Welcome to the official repository for our paper Usup2-Net (U Square Net), published in Pattern Recognition 2020. This innovative framework presents a deeper nested U-structure for salient object detection, paving the way for advancements in image processing. Interested in knowing more? Check out the full paper: Usup2-Net: Going Deeper with Nested U-Structure for Salient Object Detection.
Getting Started
To embark on your journey with our model, follow these user-friendly steps:
- Clone the repository: In your terminal, run:
- Download the Pre-trained Models: Retrieve the
u2net_portrait.pthmodel weights from Google Drive or Baidu Pan, then place it in the directory./saved_models/u2net_portrait. You may also want the weights foru2net_human_seg.pthfor human segmentation. - Run the Inference: Execute the following command to see the model in action:
git clone https://github.com/NathanUA/U-2-Net.git
python u2net_portrait_test.py
Understanding the Code: A Simple Analogy
Imagine you’re a chef trying to prepare a gourmet meal. The dish requires several key ingredients, each playing a significant role in enhancing flavors. In our code, each function serves as an ingredient, mixing together to create the final output of salient object detection. The sections where you clone the repository and download models are like gathering your ingredients. Running the inference stands as the moment you combine everything in the kitchen. Only when all the operations blend harmoniously do you produce the beautiful dish—your output image showcasing the salient object effectively detected by Usup2-Net.
Troubleshooting
Facing issues? Here are some troubleshooting tips:
- Ensure that Python and required libraries (numpy, scikit-image, etc.) are properly installed. You can create a virtual environment to manage dependencies better.

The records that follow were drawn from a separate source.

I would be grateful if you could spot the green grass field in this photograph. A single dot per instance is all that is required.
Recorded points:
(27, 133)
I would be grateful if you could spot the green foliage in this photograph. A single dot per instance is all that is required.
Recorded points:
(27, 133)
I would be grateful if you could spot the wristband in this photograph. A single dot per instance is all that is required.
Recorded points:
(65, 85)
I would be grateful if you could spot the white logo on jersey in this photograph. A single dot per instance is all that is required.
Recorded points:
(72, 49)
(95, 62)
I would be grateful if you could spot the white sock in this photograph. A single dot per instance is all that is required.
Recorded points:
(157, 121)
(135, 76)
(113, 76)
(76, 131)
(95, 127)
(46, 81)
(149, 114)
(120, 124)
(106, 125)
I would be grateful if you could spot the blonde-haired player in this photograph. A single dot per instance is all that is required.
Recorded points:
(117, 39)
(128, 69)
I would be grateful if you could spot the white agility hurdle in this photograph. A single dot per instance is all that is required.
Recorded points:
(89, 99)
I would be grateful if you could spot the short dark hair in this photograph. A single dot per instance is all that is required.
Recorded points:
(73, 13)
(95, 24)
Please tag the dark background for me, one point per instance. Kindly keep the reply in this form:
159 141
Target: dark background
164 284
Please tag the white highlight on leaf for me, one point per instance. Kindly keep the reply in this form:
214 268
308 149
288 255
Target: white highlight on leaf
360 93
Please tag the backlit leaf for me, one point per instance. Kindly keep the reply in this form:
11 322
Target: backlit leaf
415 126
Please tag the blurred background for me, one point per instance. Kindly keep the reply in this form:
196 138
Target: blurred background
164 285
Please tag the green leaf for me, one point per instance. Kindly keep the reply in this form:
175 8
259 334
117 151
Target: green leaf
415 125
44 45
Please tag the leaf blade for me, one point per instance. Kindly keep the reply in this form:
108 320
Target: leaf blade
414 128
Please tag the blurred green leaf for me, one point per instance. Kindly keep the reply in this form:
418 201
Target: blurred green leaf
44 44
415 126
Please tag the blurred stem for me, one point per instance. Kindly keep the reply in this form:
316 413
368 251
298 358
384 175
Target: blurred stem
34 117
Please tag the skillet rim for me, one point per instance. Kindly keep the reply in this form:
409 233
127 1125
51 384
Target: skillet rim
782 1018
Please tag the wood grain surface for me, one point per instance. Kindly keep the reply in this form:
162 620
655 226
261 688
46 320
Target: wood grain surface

- Check if you have placed the downloaded model weights in the correct directory with appropriate read permissions.
- If you’re experiencing unexpectedly poor segmentation, remember that the image quality and the conditions under which the image was captured play a critical role in the output. Clear backgrounds yield better results.
For more insights, updates, or to collaborate on AI development projects, stay connected with fxis.ai.
In Conclusion
At fxis.ai, we believe that such advancements are crucial for the future of AI, as they enable more comprehensive and effective solutions. Our team is continually exploring new methodologies to push the envelope in artificial intelligence, ensuring that our clients benefit from the latest technological innovations.
Future Updates
Stay tuned for more updates! We’ve been actively improving Usup2-Net with new functionalities and features. Make sure to watch for our official announcements.
Explore More
For any further inquiries, feel free to reach out to us via our contact information provided in the repository.